His frown was silent, but I heard it just
the same.  "How is the therapy progressing?  Are you
getting adequate help at home?"

Fine, Carpenter.  Blame my neglect of
the United States Postal Service on a bum arm.  "Yes, but I
bank and pay bills electronically, so what little I get in the
mailbox is usually junk.  No offense to whoever invited me to
something."

"It's the annual Christmas party for law
enforcement personnel.  I suspected that you either weren't
feeling up to attending –"

Great excuse, thank you very much.

"Or hadn't seen the invitation.  It
would mean so much to everyone if you could attend, Helen.  I
thought I'd call and see if... well, if you aren't planning to
attend with someone already, perhaps you'd give me the honor of
escorting you to the event."

I dragged my lower lip through my
teeth.  "I'm not sure I'm up for a social event, Zack, least
of all some police department Christmas party."

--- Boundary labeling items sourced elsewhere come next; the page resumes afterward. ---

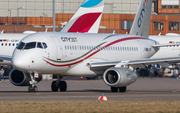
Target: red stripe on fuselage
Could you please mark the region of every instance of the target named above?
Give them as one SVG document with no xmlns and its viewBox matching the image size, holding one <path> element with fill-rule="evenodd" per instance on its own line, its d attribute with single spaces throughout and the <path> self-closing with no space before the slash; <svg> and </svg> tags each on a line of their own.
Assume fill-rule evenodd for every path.
<svg viewBox="0 0 180 113">
<path fill-rule="evenodd" d="M 101 13 L 88 13 L 79 17 L 68 32 L 86 33 L 93 26 Z"/>
<path fill-rule="evenodd" d="M 106 48 L 106 47 L 109 47 L 109 46 L 111 46 L 111 45 L 114 45 L 114 44 L 119 43 L 119 42 L 122 42 L 122 41 L 135 40 L 135 39 L 145 39 L 145 40 L 148 40 L 147 38 L 141 38 L 141 37 L 123 38 L 123 39 L 119 39 L 119 40 L 113 41 L 113 42 L 111 42 L 111 43 L 105 45 L 104 47 Z M 103 48 L 103 47 L 102 47 L 102 48 Z M 87 57 L 85 57 L 85 58 L 83 58 L 83 59 L 81 59 L 81 60 L 79 60 L 79 61 L 77 61 L 77 62 L 69 63 L 69 64 L 57 65 L 57 64 L 50 63 L 49 61 L 47 61 L 47 60 L 45 60 L 45 59 L 43 59 L 43 60 L 44 60 L 45 62 L 47 62 L 48 64 L 50 64 L 50 65 L 52 65 L 52 66 L 56 66 L 56 67 L 71 66 L 71 65 L 78 64 L 78 63 L 80 63 L 80 62 L 82 62 L 82 61 L 84 61 L 84 60 L 90 58 L 91 56 L 93 56 L 93 55 L 95 55 L 96 53 L 98 53 L 100 50 L 101 50 L 101 49 L 99 49 L 99 50 L 97 50 L 97 51 L 91 53 L 89 56 L 87 56 Z"/>
</svg>

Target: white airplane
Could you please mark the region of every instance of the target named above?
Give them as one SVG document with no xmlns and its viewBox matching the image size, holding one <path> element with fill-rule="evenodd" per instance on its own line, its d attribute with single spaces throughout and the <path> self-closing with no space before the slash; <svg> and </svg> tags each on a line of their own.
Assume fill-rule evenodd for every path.
<svg viewBox="0 0 180 113">
<path fill-rule="evenodd" d="M 133 72 L 136 67 L 180 61 L 177 57 L 149 59 L 159 47 L 169 46 L 148 39 L 151 5 L 152 0 L 141 1 L 130 35 L 36 33 L 25 37 L 12 55 L 15 69 L 11 81 L 27 83 L 29 91 L 37 91 L 38 75 L 51 73 L 58 76 L 52 82 L 52 91 L 66 91 L 63 76 L 103 75 L 112 92 L 125 92 L 137 79 Z"/>
<path fill-rule="evenodd" d="M 165 57 L 178 57 L 180 56 L 180 35 L 179 34 L 166 34 L 164 36 L 151 35 L 150 39 L 158 41 L 160 44 L 173 44 L 172 46 L 167 46 L 160 48 L 160 50 L 154 54 L 151 58 L 165 58 Z M 174 45 L 177 44 L 177 45 Z"/>
<path fill-rule="evenodd" d="M 98 33 L 98 28 L 104 8 L 104 0 L 85 0 L 73 17 L 59 32 Z M 25 36 L 35 32 L 1 33 L 0 34 L 0 65 L 11 65 L 11 58 L 15 47 Z M 9 59 L 7 57 L 7 59 Z M 2 58 L 2 59 L 1 59 Z"/>
</svg>

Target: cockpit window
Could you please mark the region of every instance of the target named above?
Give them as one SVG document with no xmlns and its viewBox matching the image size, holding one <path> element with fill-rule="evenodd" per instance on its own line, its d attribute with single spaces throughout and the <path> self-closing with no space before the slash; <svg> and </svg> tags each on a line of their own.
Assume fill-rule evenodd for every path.
<svg viewBox="0 0 180 113">
<path fill-rule="evenodd" d="M 41 42 L 38 42 L 38 43 L 37 43 L 37 48 L 43 49 L 43 46 L 42 46 Z"/>
<path fill-rule="evenodd" d="M 46 49 L 46 48 L 47 48 L 47 45 L 46 45 L 46 43 L 44 43 L 44 42 L 43 42 L 43 46 L 44 46 L 44 49 Z"/>
<path fill-rule="evenodd" d="M 20 42 L 19 45 L 16 47 L 17 49 L 23 49 L 25 46 L 24 42 Z"/>
<path fill-rule="evenodd" d="M 25 45 L 24 49 L 33 49 L 35 47 L 36 47 L 36 42 L 30 42 Z"/>
</svg>

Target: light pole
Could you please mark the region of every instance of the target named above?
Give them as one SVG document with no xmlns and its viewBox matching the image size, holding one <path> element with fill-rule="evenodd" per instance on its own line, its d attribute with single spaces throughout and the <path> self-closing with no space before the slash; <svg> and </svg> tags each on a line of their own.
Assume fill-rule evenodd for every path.
<svg viewBox="0 0 180 113">
<path fill-rule="evenodd" d="M 17 8 L 17 25 L 19 25 L 19 9 L 24 9 L 25 7 Z"/>
<path fill-rule="evenodd" d="M 9 11 L 10 12 L 10 25 L 11 25 L 11 10 L 10 9 L 5 9 L 5 11 Z"/>
</svg>

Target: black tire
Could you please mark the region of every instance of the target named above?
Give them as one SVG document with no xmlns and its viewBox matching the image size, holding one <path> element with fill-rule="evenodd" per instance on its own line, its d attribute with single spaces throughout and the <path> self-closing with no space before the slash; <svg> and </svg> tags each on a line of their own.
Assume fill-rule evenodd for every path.
<svg viewBox="0 0 180 113">
<path fill-rule="evenodd" d="M 111 92 L 117 92 L 118 88 L 117 87 L 111 87 Z"/>
<path fill-rule="evenodd" d="M 56 86 L 56 81 L 53 81 L 51 84 L 51 90 L 53 92 L 57 92 L 58 91 L 58 87 Z"/>
<path fill-rule="evenodd" d="M 65 81 L 61 81 L 60 84 L 59 84 L 59 89 L 60 91 L 62 92 L 65 92 L 67 90 L 67 84 Z"/>
<path fill-rule="evenodd" d="M 29 91 L 29 92 L 33 92 L 32 85 L 30 85 L 30 86 L 28 87 L 28 91 Z"/>
<path fill-rule="evenodd" d="M 125 87 L 119 87 L 119 92 L 126 92 L 126 86 Z"/>
<path fill-rule="evenodd" d="M 34 87 L 33 87 L 33 92 L 37 92 L 37 91 L 38 91 L 37 86 L 34 86 Z"/>
</svg>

Amy Bigmouth piped up, "It would do you good
to get out of the house, Helen.  You've got enough range of
motion for dinner and a little dancing.  Go with the man
already."

She's lucky I'm impaired.  The urge to
drown her in the three foot deep aluminum whirlpool tub was
strong. 

"Was that your physical therapist?"

"She's an intern, so she barely qualifies to
have an opinion."  I glared at my tormenter and probably
melted ten pounds off her stocky frame. 

"I'm sorry.  I feel like I'm putting
undue pressure on you, Helen.  Besides, from what I've heard,
if anybody should be inviting you to the law enforcement gala, it's
Johnny Orion."

I stood stock still.  "Orion? 
What gave you the impression I'd go with him?  I thought you
said this thing was for law enforcement."

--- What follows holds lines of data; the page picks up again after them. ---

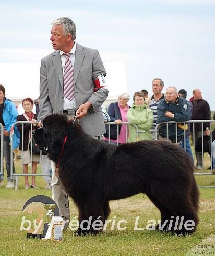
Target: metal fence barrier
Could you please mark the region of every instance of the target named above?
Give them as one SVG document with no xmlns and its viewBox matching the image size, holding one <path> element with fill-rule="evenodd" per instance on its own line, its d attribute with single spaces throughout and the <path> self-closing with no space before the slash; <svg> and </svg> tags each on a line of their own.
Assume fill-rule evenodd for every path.
<svg viewBox="0 0 215 256">
<path fill-rule="evenodd" d="M 23 142 L 24 142 L 24 124 L 31 124 L 31 130 L 30 130 L 30 134 L 32 134 L 32 131 L 33 129 L 33 125 L 31 122 L 29 122 L 27 121 L 18 121 L 16 122 L 14 124 L 13 126 L 17 125 L 17 124 L 22 124 L 22 141 L 20 141 L 20 143 L 21 143 L 22 145 L 22 151 L 23 151 Z M 50 176 L 50 174 L 45 174 L 42 173 L 37 173 L 37 174 L 24 174 L 24 173 L 13 173 L 13 130 L 12 129 L 12 131 L 10 132 L 10 136 L 11 136 L 11 159 L 10 159 L 10 175 L 11 178 L 13 180 L 15 180 L 15 189 L 17 189 L 18 188 L 18 179 L 19 177 L 20 176 Z M 31 170 L 32 170 L 32 139 L 31 139 L 31 151 L 30 151 L 30 155 L 31 155 Z M 41 164 L 42 162 L 42 152 L 40 151 L 40 169 L 41 169 Z"/>
<path fill-rule="evenodd" d="M 202 146 L 202 151 L 201 152 L 202 153 L 202 169 L 204 169 L 204 140 L 203 140 L 203 136 L 204 135 L 204 132 L 203 130 L 203 123 L 210 123 L 210 148 L 211 148 L 211 159 L 210 159 L 210 169 L 212 170 L 212 166 L 213 166 L 213 163 L 212 163 L 212 152 L 211 152 L 211 149 L 212 149 L 212 123 L 215 123 L 215 120 L 191 120 L 189 121 L 187 121 L 186 122 L 175 122 L 173 121 L 170 121 L 170 122 L 165 122 L 163 123 L 160 123 L 156 125 L 155 129 L 152 130 L 153 132 L 155 132 L 155 135 L 156 135 L 156 139 L 157 140 L 158 139 L 158 135 L 159 135 L 159 127 L 161 124 L 166 124 L 166 130 L 167 130 L 167 140 L 169 140 L 169 124 L 175 124 L 175 138 L 176 138 L 176 143 L 177 143 L 177 124 L 178 123 L 182 123 L 184 124 L 188 124 L 188 123 L 190 123 L 191 125 L 193 125 L 193 131 L 192 132 L 192 136 L 193 138 L 193 154 L 194 156 L 194 156 L 195 156 L 195 123 L 201 123 L 201 138 L 202 138 L 202 143 L 201 143 L 201 146 Z M 186 150 L 186 131 L 184 130 L 184 149 L 185 150 Z M 194 174 L 195 175 L 214 175 L 212 173 L 212 172 L 203 172 L 203 173 L 195 173 Z M 215 186 L 200 186 L 200 187 L 212 187 L 212 188 L 215 188 Z"/>
<path fill-rule="evenodd" d="M 1 144 L 0 144 L 0 181 L 4 179 L 3 173 L 3 143 L 4 143 L 4 130 L 3 126 L 0 123 L 0 133 L 1 133 Z"/>
<path fill-rule="evenodd" d="M 159 135 L 159 126 L 160 126 L 161 124 L 166 124 L 166 129 L 167 129 L 167 140 L 169 140 L 169 134 L 168 134 L 168 127 L 169 127 L 169 124 L 175 124 L 175 136 L 176 136 L 176 143 L 177 142 L 177 124 L 178 123 L 183 123 L 183 124 L 187 124 L 187 123 L 191 123 L 193 124 L 193 138 L 194 138 L 194 146 L 193 146 L 193 154 L 194 156 L 195 155 L 195 141 L 194 141 L 194 138 L 195 138 L 195 123 L 201 123 L 201 134 L 202 134 L 202 168 L 204 169 L 204 150 L 203 150 L 203 146 L 204 146 L 204 141 L 203 141 L 203 136 L 204 135 L 204 130 L 203 130 L 203 123 L 210 123 L 210 146 L 211 146 L 211 145 L 212 145 L 212 123 L 214 123 L 215 120 L 189 120 L 189 121 L 187 121 L 186 122 L 183 122 L 182 123 L 182 122 L 175 122 L 175 121 L 170 121 L 170 122 L 165 122 L 163 123 L 161 123 L 159 124 L 158 124 L 156 125 L 156 127 L 155 129 L 150 129 L 150 131 L 151 133 L 155 133 L 155 138 L 156 139 L 158 139 L 158 135 Z M 19 121 L 19 122 L 17 122 L 14 124 L 14 125 L 16 125 L 17 124 L 21 124 L 22 125 L 22 141 L 20 141 L 20 143 L 22 143 L 21 144 L 22 145 L 22 150 L 23 150 L 23 135 L 24 135 L 24 129 L 23 129 L 23 126 L 25 124 L 31 124 L 31 132 L 32 131 L 32 128 L 33 128 L 33 125 L 32 123 L 31 122 L 28 122 L 28 121 Z M 119 138 L 119 125 L 118 124 L 116 124 L 116 123 L 114 122 L 109 122 L 106 123 L 105 124 L 107 124 L 109 125 L 109 138 L 108 141 L 106 141 L 108 142 L 108 143 L 111 143 L 111 140 L 110 140 L 110 125 L 116 125 L 118 126 L 117 129 L 117 144 L 119 144 L 119 141 L 118 141 L 118 138 Z M 128 125 L 132 125 L 134 127 L 135 127 L 136 131 L 136 141 L 139 140 L 139 134 L 143 132 L 141 132 L 141 131 L 139 130 L 138 127 L 137 125 L 133 124 L 131 124 L 128 122 L 122 122 L 122 124 L 124 124 L 126 125 L 126 142 L 127 142 L 128 141 Z M 4 141 L 4 136 L 2 136 L 2 135 L 3 134 L 3 127 L 2 125 L 0 123 L 0 131 L 1 133 L 1 168 L 0 168 L 0 175 L 3 175 L 3 141 Z M 184 131 L 184 148 L 186 150 L 186 131 Z M 13 146 L 12 146 L 12 144 L 13 144 L 13 131 L 11 132 L 10 133 L 10 136 L 11 136 L 11 170 L 10 170 L 10 174 L 11 174 L 11 178 L 13 179 L 13 180 L 15 180 L 15 189 L 17 189 L 18 188 L 18 178 L 19 176 L 50 176 L 49 174 L 42 174 L 42 173 L 37 173 L 37 174 L 23 174 L 23 173 L 13 173 Z M 31 170 L 32 168 L 32 140 L 31 140 Z M 40 169 L 41 169 L 41 154 L 40 154 Z M 212 157 L 211 158 L 211 169 L 212 169 Z M 214 175 L 211 172 L 203 172 L 203 173 L 195 173 L 195 175 Z M 205 186 L 202 186 L 203 187 L 205 187 Z M 208 186 L 206 186 L 207 187 L 208 187 Z M 215 186 L 211 186 L 209 187 L 215 187 Z"/>
</svg>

Zack fell silent, but not for long. 
"He didn't tell you?"

"Tell me what?"

"When he saved your life... Helen, Johnny
blew his cover.  What I heard –"

Oh Darkwater Bay, your infamous rumor mill
never ceases to amaze me.

"Was that when the paramedics showed up to
take you to the hospital, that some of the Downey cops had to
physically restrain him.  One of them actually thought he
would arrest Orion for shooting Kim Jackson and killing him. 
Johnny whipped out his badge and practically shoved it down the
poor kid's throat.  Weren't you curious about how Johnny shot
Jackson without any repercussions?"

Honestly, it was probably
the only question that
hadn't
popped into my head.  Then again, I elevated
wallowing in despair to a high art form over the past couple of
months.  I couldn't be bothered to care what Johnny did to
save my literal life after learning that he broke the law to get
Mark Seleeby and the FBI off my case.